2. Try to look at the camera
Often people don’t know where to look in a Zoom meeting. There is the temptation, of course, to stare at your own image on the screen, perhaps in admiration (or dismay!) of your current hairstyle. A good rule of thumb is to look at the camera when speaking to the whole class or even to an individual student. You can also encourage students to speak to the camera when they are talking. It will make communication feel more natural.
3. Stay on mute when you’re not speaking
Whether you are working from home or from a school or office, there is always the potential for disruptive background noise. You might think you are in a dead quiet space, only to forget that you have left on the sound notifications for incoming emails. Or you may suddenly need to cough or sneeze. The safest thing to do is, of course, keep yourself muted when not speaking. Just remember to unmute yourself when you do need to speak!
4. The teacher should be last to leave
As the teacher, you should always be the last one to leave the digital classroom. If you leave before the students, you cannot control what is said or what happens when you’re not there to supervise. It is also good manners to wait until all students have left before logging off, rather than leaving abruptly before them.
5. Give learners time to speak – try not to interrupt!

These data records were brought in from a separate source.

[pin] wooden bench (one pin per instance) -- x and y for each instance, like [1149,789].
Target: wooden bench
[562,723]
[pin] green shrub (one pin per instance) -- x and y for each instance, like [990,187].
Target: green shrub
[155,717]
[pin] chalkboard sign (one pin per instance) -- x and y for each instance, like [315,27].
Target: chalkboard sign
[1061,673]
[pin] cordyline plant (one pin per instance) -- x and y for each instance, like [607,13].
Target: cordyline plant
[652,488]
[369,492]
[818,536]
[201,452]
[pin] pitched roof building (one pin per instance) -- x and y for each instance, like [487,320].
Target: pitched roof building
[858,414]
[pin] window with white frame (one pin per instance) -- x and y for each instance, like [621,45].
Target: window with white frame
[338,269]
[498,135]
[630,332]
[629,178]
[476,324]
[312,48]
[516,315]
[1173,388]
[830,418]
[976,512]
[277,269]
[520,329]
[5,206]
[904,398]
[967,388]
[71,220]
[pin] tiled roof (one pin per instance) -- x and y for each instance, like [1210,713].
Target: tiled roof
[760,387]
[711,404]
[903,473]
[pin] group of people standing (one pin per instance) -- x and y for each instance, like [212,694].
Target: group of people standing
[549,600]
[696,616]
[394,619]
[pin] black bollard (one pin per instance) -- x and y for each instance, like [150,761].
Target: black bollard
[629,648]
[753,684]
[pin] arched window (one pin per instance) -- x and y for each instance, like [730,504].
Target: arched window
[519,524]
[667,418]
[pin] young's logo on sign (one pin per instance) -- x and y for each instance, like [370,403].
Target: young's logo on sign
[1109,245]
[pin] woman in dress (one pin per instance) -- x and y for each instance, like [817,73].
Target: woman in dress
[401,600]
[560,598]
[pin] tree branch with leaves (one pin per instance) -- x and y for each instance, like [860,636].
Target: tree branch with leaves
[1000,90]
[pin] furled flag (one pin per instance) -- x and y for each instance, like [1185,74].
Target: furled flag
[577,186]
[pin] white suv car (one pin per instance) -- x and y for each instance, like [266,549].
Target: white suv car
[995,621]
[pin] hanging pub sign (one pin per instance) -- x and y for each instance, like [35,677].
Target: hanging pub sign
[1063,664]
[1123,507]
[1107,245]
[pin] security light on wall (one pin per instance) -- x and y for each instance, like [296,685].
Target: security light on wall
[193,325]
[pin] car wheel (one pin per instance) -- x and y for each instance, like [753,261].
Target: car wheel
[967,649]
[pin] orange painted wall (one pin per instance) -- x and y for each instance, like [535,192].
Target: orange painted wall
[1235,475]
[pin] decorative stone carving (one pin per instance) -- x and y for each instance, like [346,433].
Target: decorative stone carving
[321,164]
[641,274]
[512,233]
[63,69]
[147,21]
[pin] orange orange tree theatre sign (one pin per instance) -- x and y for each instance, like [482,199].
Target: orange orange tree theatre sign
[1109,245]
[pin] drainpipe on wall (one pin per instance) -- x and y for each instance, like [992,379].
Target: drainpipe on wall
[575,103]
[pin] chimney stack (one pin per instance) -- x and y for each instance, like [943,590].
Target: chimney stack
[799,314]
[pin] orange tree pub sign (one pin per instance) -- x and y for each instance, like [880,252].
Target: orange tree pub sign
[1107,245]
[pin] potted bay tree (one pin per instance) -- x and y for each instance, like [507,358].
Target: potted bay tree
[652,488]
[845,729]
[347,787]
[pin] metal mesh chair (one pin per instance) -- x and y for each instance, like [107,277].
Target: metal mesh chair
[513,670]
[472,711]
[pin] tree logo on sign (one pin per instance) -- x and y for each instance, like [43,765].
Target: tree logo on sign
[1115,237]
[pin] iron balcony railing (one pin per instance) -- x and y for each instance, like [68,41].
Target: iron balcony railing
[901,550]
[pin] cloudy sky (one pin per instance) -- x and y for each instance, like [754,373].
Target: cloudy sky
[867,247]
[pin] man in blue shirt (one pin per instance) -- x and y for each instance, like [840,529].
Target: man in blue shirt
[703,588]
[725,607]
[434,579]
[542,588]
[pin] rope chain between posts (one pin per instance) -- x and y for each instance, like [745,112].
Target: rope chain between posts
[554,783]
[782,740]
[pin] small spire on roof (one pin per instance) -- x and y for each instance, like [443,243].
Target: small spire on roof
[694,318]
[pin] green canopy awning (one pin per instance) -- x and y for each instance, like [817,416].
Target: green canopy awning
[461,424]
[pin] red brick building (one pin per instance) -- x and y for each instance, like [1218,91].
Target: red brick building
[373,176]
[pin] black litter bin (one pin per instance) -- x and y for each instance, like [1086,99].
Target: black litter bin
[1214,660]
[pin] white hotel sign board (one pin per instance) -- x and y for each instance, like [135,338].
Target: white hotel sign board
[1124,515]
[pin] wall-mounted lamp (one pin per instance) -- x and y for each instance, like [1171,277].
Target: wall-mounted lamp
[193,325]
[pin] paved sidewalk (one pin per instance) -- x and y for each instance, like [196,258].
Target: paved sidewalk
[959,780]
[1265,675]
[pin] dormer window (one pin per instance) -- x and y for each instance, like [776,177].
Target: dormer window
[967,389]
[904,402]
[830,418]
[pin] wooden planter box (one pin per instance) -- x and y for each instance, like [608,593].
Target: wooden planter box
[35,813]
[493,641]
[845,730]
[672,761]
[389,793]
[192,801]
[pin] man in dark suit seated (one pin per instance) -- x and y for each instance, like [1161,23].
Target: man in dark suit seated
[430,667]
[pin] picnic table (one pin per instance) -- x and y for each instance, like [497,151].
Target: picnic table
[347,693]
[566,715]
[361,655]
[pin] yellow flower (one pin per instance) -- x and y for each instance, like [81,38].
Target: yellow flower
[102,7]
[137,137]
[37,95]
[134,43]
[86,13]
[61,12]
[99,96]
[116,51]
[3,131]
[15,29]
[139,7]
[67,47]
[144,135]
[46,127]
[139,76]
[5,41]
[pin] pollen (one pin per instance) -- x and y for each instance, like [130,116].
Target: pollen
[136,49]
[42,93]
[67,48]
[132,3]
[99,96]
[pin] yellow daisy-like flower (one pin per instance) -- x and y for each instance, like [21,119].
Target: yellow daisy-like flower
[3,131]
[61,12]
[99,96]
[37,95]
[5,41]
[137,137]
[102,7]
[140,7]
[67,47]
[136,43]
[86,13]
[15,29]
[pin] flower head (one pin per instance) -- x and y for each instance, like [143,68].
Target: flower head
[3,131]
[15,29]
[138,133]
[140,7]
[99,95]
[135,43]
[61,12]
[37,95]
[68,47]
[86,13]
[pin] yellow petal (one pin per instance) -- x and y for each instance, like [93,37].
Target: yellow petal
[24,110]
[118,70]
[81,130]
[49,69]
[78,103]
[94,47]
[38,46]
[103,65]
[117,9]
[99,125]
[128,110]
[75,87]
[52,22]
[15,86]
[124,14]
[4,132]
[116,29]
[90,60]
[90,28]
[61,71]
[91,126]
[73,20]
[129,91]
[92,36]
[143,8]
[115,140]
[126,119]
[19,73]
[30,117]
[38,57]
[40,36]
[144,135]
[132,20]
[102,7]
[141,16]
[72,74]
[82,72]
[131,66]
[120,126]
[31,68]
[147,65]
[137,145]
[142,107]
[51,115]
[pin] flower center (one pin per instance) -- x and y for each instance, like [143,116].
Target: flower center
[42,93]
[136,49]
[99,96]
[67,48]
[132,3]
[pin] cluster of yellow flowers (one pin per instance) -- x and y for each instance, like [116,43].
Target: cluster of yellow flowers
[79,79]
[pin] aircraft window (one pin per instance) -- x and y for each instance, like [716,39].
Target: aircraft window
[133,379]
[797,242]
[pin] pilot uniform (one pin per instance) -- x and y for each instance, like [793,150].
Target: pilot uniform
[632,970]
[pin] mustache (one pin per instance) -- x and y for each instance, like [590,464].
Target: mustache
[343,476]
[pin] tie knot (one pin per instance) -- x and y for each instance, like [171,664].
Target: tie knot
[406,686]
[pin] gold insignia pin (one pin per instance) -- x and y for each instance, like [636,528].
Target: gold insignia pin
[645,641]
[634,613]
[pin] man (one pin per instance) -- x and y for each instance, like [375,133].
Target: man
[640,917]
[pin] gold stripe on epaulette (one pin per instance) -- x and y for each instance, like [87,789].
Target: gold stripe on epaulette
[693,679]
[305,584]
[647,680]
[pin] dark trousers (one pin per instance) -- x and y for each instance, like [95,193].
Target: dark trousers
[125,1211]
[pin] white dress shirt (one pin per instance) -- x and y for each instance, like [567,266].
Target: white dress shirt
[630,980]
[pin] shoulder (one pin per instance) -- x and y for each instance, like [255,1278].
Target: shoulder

In a virtual environment, it is not always as clear when someone has finished speaking as in face-to-face interaction. You may not be able to read body language as easily and, of course, there may be a slight delay in audio due to technical issues such as a slow internet connection. Also, of course, language learners generally need more time than native speakers to express themselves. So, it is important to give your students enough time to speak. Allow a second or two to pass before you respond to a learner. This will help avoid those awkward interruptions and those times when multiple people try to speak at once, which can be quite common in virtual meetings.